El PSOE se ha roto y lo gobierna un indescifrable personaje. Endeble de sustrato intelectual, frágil de carisma, volátil en sus estrategias y, eso sí, pertinaz en su intento de ser alguien en la política. A Pedro Sánchez le acusan de haber despedazado el PSOE y de haberlo embarcado en un viaje hacia la irrelevancia. Pero le han votado casi ochenta mil militantes y, aunque dicen que obtuvo unos malos resultados electorales en el 2016, cinco millones y medio de españoles lo respaldaron. 

Felipe González unió sus fuerzas junto a Zapatero, Rubalcaba y toda la vieja guardia del puño y la rosa. Una tropa de notables presuntamente brillantes e inteligentes que no dudaron en auspiciar un contubernio para descabalgar al adversario del «no es no». Luego, inventaron el susanismo y rompieron un poco más el PSOE para coserlo después. Su derrota ha sido épica y el daño que han hecho al partido, y de rebote a España, gigantesco. Pero a Susana la votó el cuarenta por ciento de la militancia.

Mariano, con su plasma y todo, sigue gobernando este país. Su partido vive en un sobresalto permanente y le salen corruptos cada vez que se abre un armario en Génova. En el PP de Madrid se ha llevado comisiones hasta el Tato, pero a Rajoy le votaron casi ocho millones de personas el 26J.

Pablo Iglesias es un desgarbado comunista-populista y salvador de la patria.
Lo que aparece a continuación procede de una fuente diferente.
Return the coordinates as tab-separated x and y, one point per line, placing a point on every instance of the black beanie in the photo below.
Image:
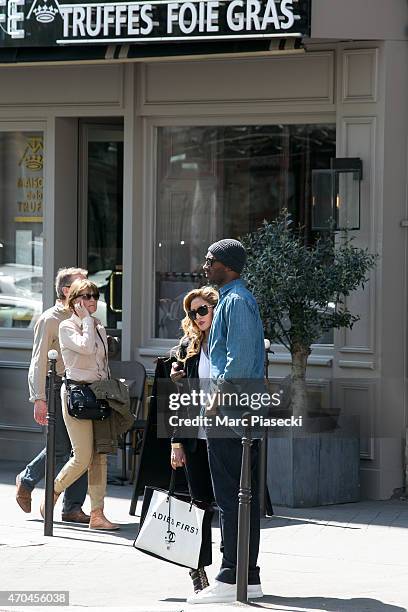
230	252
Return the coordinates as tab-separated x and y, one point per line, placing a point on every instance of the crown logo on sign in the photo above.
34	162
45	13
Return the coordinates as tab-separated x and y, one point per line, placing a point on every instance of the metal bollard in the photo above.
244	518
50	457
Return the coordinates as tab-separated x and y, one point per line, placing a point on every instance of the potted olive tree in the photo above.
301	291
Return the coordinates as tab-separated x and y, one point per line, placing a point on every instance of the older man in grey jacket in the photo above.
46	338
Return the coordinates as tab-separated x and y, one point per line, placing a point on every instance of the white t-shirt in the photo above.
204	376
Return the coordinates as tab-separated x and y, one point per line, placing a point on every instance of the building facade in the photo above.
132	166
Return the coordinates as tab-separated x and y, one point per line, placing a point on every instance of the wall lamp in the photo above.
336	195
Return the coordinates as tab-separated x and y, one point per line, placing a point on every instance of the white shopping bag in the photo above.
171	528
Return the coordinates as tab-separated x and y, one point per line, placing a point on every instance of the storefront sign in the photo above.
45	23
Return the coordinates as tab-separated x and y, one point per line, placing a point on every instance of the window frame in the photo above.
151	345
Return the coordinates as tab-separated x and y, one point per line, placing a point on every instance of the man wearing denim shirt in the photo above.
236	350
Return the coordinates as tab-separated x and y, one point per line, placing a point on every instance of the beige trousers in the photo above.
84	458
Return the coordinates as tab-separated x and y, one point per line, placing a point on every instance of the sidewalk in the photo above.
351	558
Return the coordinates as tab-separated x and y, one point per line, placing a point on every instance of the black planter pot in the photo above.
315	465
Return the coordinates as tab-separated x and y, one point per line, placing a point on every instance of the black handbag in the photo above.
82	402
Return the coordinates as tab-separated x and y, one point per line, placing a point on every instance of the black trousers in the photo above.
225	456
201	486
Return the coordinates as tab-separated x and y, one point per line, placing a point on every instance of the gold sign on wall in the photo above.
30	182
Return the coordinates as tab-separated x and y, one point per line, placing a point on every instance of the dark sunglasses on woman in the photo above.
88	296
201	311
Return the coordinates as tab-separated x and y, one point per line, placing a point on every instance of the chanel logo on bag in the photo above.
171	537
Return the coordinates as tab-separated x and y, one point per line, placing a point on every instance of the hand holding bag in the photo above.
173	528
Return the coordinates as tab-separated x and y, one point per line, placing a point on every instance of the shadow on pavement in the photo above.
278	521
328	604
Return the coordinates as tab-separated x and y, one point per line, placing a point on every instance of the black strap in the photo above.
104	348
172	485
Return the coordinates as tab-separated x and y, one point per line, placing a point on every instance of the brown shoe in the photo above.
99	521
23	495
42	505
76	516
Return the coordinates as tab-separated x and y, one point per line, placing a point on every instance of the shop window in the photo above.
21	228
219	182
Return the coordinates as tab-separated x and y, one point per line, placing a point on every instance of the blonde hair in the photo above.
65	278
192	333
77	287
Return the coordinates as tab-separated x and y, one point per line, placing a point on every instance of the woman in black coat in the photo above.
191	361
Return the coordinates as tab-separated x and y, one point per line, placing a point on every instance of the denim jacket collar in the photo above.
225	288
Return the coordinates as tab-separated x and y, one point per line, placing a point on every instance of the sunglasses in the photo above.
88	296
209	261
201	311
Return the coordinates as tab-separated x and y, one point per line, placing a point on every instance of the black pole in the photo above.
263	445
244	518
50	457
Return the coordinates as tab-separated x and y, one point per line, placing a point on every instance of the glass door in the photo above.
101	215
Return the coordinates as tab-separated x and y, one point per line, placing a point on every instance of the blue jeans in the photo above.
34	472
225	456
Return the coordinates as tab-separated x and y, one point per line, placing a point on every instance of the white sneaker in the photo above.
254	591
221	592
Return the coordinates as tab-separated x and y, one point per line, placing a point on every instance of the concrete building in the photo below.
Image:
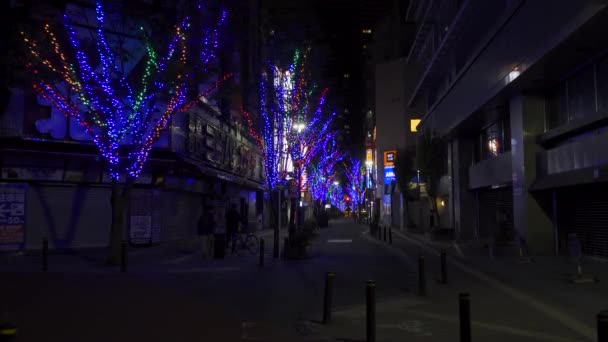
53	183
519	90
390	80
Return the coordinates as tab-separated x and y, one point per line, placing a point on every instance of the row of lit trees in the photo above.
123	92
122	88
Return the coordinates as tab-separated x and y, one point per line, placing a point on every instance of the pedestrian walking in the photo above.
233	218
206	229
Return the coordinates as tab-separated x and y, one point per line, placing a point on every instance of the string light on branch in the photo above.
123	124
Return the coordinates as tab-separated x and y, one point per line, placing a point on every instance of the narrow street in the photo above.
184	298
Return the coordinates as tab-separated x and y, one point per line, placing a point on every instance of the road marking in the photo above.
208	269
405	259
415	327
564	319
248	324
394	303
494	327
178	260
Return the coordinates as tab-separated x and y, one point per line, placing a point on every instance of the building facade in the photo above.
518	90
54	185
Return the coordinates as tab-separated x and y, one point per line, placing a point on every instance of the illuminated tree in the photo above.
123	109
321	173
293	130
355	175
336	196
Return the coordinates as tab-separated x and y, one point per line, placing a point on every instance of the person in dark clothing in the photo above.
206	228
232	225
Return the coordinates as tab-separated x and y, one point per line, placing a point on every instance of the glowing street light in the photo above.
299	127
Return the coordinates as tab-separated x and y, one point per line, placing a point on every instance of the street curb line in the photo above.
565	319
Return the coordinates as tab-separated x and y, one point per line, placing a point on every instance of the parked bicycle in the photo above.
244	241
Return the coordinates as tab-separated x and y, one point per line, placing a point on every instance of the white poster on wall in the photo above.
141	229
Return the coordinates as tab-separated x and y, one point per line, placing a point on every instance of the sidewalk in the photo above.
537	301
170	256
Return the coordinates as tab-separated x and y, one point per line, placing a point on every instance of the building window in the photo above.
581	95
557	107
494	140
602	85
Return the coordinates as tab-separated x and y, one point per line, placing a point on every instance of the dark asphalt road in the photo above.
182	298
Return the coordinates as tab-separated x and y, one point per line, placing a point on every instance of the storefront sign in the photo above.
389	158
12	216
389	174
141	230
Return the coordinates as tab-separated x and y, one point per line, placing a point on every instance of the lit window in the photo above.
414	125
493	146
513	75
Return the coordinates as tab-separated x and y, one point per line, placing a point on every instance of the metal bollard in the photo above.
371	310
421	277
8	331
285	248
465	317
123	256
45	254
261	252
328	296
444	267
602	326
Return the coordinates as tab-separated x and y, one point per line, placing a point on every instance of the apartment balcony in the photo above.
490	172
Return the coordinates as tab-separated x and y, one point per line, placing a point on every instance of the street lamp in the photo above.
299	127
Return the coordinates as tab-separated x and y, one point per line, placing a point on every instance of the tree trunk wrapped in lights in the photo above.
123	109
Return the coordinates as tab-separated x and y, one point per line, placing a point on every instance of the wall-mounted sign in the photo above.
389	174
414	125
12	216
389	158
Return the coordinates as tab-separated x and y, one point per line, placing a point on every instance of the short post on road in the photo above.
261	252
285	248
328	297
45	254
465	317
602	326
123	256
421	277
370	317
444	267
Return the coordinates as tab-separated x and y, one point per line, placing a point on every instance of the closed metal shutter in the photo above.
584	210
180	213
69	216
496	214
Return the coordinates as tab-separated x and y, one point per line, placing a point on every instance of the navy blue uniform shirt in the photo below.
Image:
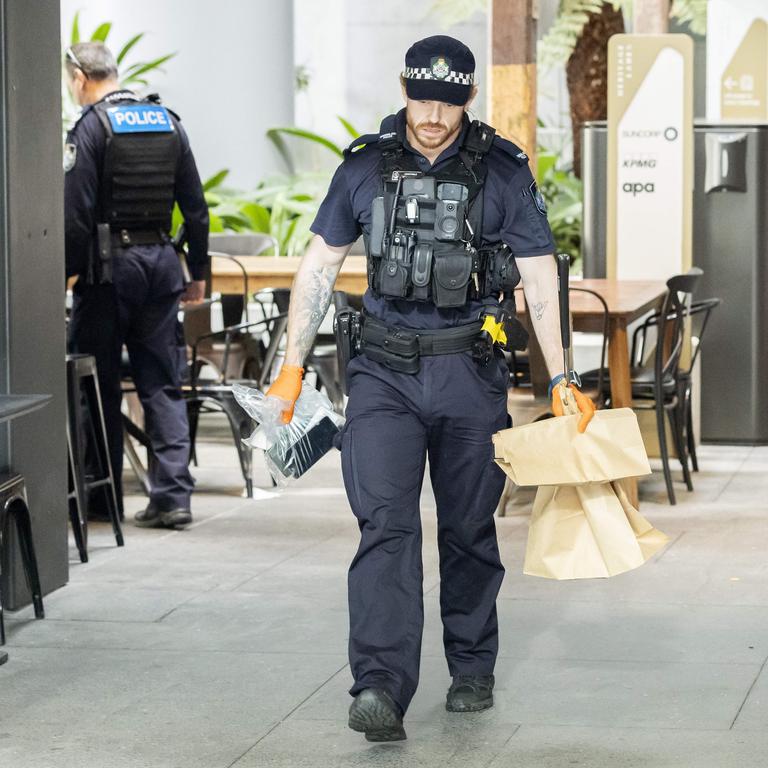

Una especie de regenerador de la moral, que odia al Ibex 35, que no cree en la libertad de prensa y que está convirtiendo la vida política española en un teatrillo de alumnos de instituto. Pero le votaron cinco millones de personas en las últimas elecciones.

Los independentistas catalanes quieren que España deje de robarles para que la familia Pujol y sus acólitos tengan el monopolio del saqueo del dinero público en el país de la señera. Juntos están haciendo un destrozo a Cataluña del que tardará muchos años en recuperarse, pero gozaron del respaldo de dos millones de votantes en las últimas elecciones autonómicas.

¿Y las mareas? Protestan con entusiasmo porque se están pisoteando los derechos de la gente y porque hay una mayoría social que les legitima para todo, incluso para no dar licencias o no limpiar las calles como dios manda. Son más válidos tras una pancarta que en la mesa de un despacho, pero 270.000 personas votaron al partido instrumental En Marea.

Ni irresponsables, ni corruptos, ni populistas, ni inoperantes han surgido de la nada. Allá donde uno mira, descubre vergüenza. Vergüenza amparada en los votos de miles o millones de personas. No estamos ante una sana pluralidad de pensamiento, sino ante la normalización de la estulticia, que se ha instalado delante de nuestras narices entre vítores y aplausos.